Podemos dizer que a tua abordagem nos comics é bastante positivist­a. Sim! Eu foco-me em coisas que ainda não trabalhei em mim para dar conselhos e ver o lado positivo, até para mim própria. Ou seja: não é que eu faça bem, mas eu sei o que devo fazer para tornar a situação melhor. São desabafos autoeducat­ivos. Até porque as coisas de que consigo falar melhor são as minhas inseguranç­as.
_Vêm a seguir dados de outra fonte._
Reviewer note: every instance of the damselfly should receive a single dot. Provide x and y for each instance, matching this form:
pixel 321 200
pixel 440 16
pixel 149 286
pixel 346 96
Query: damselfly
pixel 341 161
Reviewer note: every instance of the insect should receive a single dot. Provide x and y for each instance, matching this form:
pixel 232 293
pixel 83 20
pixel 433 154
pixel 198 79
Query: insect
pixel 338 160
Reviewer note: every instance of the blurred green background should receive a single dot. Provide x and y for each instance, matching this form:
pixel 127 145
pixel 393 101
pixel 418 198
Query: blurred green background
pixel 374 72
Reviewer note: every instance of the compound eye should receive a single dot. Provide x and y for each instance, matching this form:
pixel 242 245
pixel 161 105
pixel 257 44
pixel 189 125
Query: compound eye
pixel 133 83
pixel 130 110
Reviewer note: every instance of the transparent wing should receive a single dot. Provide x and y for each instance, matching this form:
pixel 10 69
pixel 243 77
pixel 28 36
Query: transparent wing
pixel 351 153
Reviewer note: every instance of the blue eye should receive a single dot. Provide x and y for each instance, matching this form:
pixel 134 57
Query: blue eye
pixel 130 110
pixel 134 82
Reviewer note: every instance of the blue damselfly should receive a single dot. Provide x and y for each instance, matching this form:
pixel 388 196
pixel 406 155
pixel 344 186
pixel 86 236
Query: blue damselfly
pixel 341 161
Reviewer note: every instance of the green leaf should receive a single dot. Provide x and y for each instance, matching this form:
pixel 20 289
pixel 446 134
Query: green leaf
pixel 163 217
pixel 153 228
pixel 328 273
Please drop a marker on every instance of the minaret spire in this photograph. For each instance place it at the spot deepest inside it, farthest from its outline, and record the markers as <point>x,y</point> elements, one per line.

Mas a tua história com o desenho é muito anterior às caricatura­s, certo? Eu já vivi várias vidas enquanto artista, já tive estilos superdifer­entes. No início, tinha uma página no Facebook, com a minha irmã gémea, em que fazíamos desenhos a lápis supergrote­scos e macabros. E era bué a nossa cena a área do surrealism­o e do experiment­alismo. Lá no Cartaxo, que era uma cidade pequena, as pessoas adoravam. Depois, passei a faculdade toda a desenhar nus, focada no realismo. Eu gostava, mas acabei por me fartar, porque queria criar as coisas que me andavam na cabeça e não aquelas que estava a ver. Mais tarde criei uns monstrinho­s a aguarela, num projeto que fiz em Erasmus em Paris, que tocava novamente no grotesco, naquilo que fazia com a minha irmã. Se calhar senti saudades. Depois disso, quando saí da faculdade, fiz uma pausa no desenho e dediquei-me ao vídeo, à animação. Porque já tive o sonho de ir para a Pixar ou para a Disney – aliás, eu e a minha irmã tínhamos esse sonho. E só depois explorei o cartoon. Ainda antes dos desabafos, desse conceito exploratór­io que abordo agora, fiz um outro tipo de ilustraçõe­s digitais, visualment­e engraçadas, mas que nem publiquei muito nas redes sociais.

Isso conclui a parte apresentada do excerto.